I still don't get how people think they were dead the whole time. I feel like the writers went to great pains to show that wasn't what happened... so far as to have Christian spell it out for everyone, as some of you have correctly pointed out. I feel like that mode of story telling is often unnecessary, but apparently here it was, as people STILL did not get it.

People want answers but ignore the obvious ones.

I feel like a LOT was explained about the island, the DI, Jughead and the "incident," Jacob and MIB (black and white), and the alt universe/flash-sideways. People just aren't taking the time to think about it, and are demanding more direct answers on life and death than a show could possibly provide.

This show was always about the characters first and foremost.

Some people just need something to hate...

AzĂșcar said...

I loved it. I get it.

And B is the answer.

Here's more answers from one of the writers, if it makes anyone feel better.

Ginna said...

So after thinking about it a bunch (too much for any sane person I'm sure) I think that maybe the "sideways world" was some spiritual/mental construct where they all met, and because of that the other people (who we didn't see in the church at the end) were either constructs of the people's combined imaginations/minds (which would explain why there were so many weird coincidences with people from the island EVERYWHERE).
Otherwise I was thinking that maybe those people just didn't have as much connection to the island and the people there, and so they had different groups or whatever to meet up with in order to move on.
The only person I see as truly not existing is Jack's son, and I think that's sad!

And why were Jack and Juliet divorced? Who the heck knows. Maybe they sort of remembered bits about what they learned and became on the island and that drew them towards each other, but they just weren't right. And who knows when the sideways world even started. Did they just pop into it at some point as adults? Were they born into it and grew up there? Very mysterious.

Anyway, see? I thought about it too much. It's a little embarrassing.

Cathy said...

It's B and if you don't see that you didn't pay attention.
As for Jack's son - I think he was made to represent the feeling Jack had for Aaron. It seems that Jack had the hardest time being able to let go of his time in the sideways. He and Juliet were divorced because she was not his "real love" ultimately he needed Kate to remind him of what had happened and where they were.
I think Ginna got it, the "other" people in the sideways were "constructs of the people's combined imaginations/minds"

Ginna said...

I think it took Jack so long because he was the "man of science" in the man of science vs. man of faith struggle.

Miss Scarlet said...

I liked the ending and voted for "B". I'm also okay not knowing answers to everything. I do wonder what else will be revealed when the DVD is released, though.

Melissa said...

So.....if it's option B, how come they showed a shot of the original plane crash, with absolutely no one around it, at the very end?
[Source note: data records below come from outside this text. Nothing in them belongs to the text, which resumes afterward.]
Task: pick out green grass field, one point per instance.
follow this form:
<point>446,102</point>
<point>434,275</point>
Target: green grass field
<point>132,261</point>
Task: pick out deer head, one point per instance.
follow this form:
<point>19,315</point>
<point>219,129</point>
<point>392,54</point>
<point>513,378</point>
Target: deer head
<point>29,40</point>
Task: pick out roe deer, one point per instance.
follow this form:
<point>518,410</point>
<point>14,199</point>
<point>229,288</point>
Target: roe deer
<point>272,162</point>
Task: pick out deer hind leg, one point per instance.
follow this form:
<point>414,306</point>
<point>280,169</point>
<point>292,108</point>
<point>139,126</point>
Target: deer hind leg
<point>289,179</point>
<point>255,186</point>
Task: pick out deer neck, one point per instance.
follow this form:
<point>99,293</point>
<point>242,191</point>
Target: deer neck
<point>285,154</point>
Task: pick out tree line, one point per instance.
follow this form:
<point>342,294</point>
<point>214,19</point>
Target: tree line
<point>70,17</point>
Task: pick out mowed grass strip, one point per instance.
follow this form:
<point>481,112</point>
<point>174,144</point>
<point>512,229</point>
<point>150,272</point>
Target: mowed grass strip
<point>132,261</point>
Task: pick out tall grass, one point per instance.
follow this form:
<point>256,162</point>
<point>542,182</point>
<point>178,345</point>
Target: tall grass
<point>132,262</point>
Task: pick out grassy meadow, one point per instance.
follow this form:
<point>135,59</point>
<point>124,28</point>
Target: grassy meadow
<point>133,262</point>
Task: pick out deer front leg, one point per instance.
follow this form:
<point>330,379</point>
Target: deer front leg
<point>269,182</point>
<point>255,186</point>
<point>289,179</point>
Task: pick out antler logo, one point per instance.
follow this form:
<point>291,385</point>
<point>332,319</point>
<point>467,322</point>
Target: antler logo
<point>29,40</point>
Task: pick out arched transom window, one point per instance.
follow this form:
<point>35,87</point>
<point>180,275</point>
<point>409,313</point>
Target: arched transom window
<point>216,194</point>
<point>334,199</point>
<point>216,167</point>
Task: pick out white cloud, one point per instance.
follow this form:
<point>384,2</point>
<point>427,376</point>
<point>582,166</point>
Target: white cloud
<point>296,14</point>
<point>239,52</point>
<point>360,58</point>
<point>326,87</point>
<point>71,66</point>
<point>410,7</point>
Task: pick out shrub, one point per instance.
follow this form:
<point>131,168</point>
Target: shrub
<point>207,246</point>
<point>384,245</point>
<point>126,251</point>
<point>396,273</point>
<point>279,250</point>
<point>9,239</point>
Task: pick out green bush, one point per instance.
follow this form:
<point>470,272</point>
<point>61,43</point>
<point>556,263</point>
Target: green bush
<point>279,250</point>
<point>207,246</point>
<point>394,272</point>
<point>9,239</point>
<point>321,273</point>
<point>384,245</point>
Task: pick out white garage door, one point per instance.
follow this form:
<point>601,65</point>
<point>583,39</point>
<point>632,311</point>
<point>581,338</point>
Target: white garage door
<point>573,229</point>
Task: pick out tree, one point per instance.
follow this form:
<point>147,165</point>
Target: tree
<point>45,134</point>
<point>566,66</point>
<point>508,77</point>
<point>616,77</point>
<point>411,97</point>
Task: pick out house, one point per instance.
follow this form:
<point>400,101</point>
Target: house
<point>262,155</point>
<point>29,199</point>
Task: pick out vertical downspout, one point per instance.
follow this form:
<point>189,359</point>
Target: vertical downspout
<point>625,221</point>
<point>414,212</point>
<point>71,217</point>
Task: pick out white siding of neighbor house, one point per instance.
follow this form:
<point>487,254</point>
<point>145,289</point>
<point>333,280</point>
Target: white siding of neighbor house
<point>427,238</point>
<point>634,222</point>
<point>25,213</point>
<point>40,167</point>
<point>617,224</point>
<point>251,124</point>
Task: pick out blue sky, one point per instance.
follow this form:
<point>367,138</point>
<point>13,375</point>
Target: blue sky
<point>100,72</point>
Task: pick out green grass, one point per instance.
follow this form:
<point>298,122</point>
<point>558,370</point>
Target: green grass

I only watched it the one time, so I could go either way....but some of what his dad said, and the ending shot, makes me think they were just dead all along.

Side of Jeffrey said...

They did not all die on the plane crash - though the producers like to make you think that by showing scenes of the wreckage as the final images while the credits run. There was way too much dialogue that suggested that the island was not all just a dream or fake world as part of their death. Also, the show would have been extremely lame and a copy of like 10 movies if it did that.

No, there is definitely something more here. I'd have to rewatch all of season 6 to really put my finger on it...which I might do. I think now having seen the finale I could really think about the whole season under that framework. For example - what the freak was the stupid temple all about? Why does 90% of that show even happen without a point beyond "they're all dead?" Smash, if you rewatch, let me know if it opens up new thoughts.